I am sad, i am disbelieving, I am fearful of how our government policy and the public sentiment may have changed as a result of it. But I am also reminded of how in many countries (and perhaps some U.S. neighborhhoods, even), being shot, bombed, tortured, threatened has simply a way of life, not just a single event to remember. For us, life goes on, and our general well being and opulent life style remains unthreatened and unchallenged.

September 10, 2002
Aya! It's been eight days since my last post!? I dare not look at my site statistics; I'm sure readership has dropped significantly. Shame on me. I apologize. Again, with the slow DSL. I know, excuses excuses. I tried to sneak a post in at work, but failed.

Let's talk today about music. I was talking to a couple people for whom music is an enjoyable diversion but nothing more. I find this rather intriguing, in a way, because music is so integral a part of my life experience, crucial in creating, enhancing, or altering my moods. It's almost as if life has a soundtrack; without it, I am lost. .

I used to be annoyed at people who would blare their music out of their cars at top volume. Come on, I don't need to listen to your crappy music, I would think. How presumptuous, how inconsiderate. Then somehow, somewhere (NPR maybe?) I heard guy talking about this, who admitted that he would pump up the volume on what some would consider his offensive music. It wasn't about making a statement, it wasn't about trying to piss people off. It was simply that he thought the music was awesome and he wanted to infuse the world around him with it. And that's how I feel, as I drive along, my stereo turned up definitely higher than is healthy for my ears. To be able to feel the music, to touch it, to let it construct the world around you.

Usually it is a particular album or song that I can't get enough of, that I urgently need to listen to over and over again. My finger obsessively taps the replay button on my CD player, wanting Bjork to once again whisper the lingering, erotic "cocoon" in my ear again. Perhaps it's the smooth, cold sounds of Depeche Mode "Ultra." Or the engulfing energy of NIN.

September 2, 2002
How was your Labor Day weekend? Mine was fucking awesome, thanks for asking.

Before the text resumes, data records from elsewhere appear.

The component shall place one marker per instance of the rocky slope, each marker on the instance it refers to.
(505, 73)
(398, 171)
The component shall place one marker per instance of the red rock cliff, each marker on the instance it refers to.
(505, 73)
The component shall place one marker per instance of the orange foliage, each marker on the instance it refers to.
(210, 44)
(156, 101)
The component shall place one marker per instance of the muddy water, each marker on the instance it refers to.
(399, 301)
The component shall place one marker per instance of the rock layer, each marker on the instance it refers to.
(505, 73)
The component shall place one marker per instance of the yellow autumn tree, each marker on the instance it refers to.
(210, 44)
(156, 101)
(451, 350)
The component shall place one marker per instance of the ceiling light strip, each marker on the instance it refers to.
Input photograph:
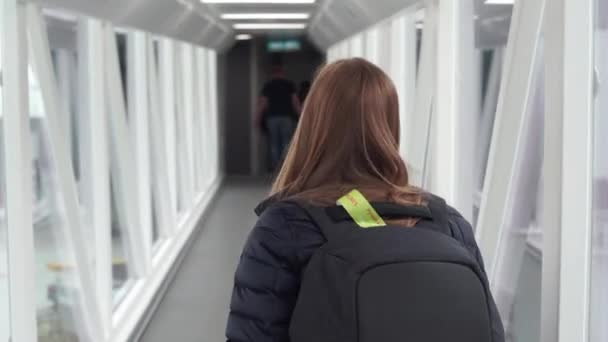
(269, 26)
(259, 1)
(262, 16)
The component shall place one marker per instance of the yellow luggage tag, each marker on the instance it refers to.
(361, 210)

Imagine this: you have a frustrating time at work (yes, I had to work on Sunday) but that's O.K., because your day rapidly gets better. You drive out to your friend's house, leaving your woes behind with each passing mile. When you arrive at the party, it's so very hot hot hot, but luckily, someone puts a cold beer in your hand, and you sit your ass down in a comfy lawn chair. You look around you, taking in the laughter and the excited chatter of all your dear friends. You don't want to talk yet, you just want to enjoy the moment, savor the love and happiness that surrounds you. You take a healthy swig of beer, feel the cold liquid slide down your throat as you settle down into the chair, not planning on getting up any time soon. Gradually the alcohol begins to work its delicious poison on your brain cells, and a single, uncomplicated thought fills your mind: "Ahhhhhhhhh..." Yes, it was that good.

Thanks to all of my friends; you really are the greatest. You listen patiently to my insecurities, you humour me when I digress on some tangent, you are kind and generous hosts, and you make me laugh...

On another note: sadly a slow DSL connection (isn't that supposed to be a contrary in terms or something?) as well as a flurry of social activity (well, O.K., that part's not sad) has kept me busy and off the web.

Actually, my mom is coming to town tonight. There is something about the arrival of a parental figure that brings out the childish in me. It's as if I am transported back in time to when I was a snot nosed little teenager. I find myself assuming the old roles, the old immaturities come surging forth. It may lead to somewhat volatile times, I fear.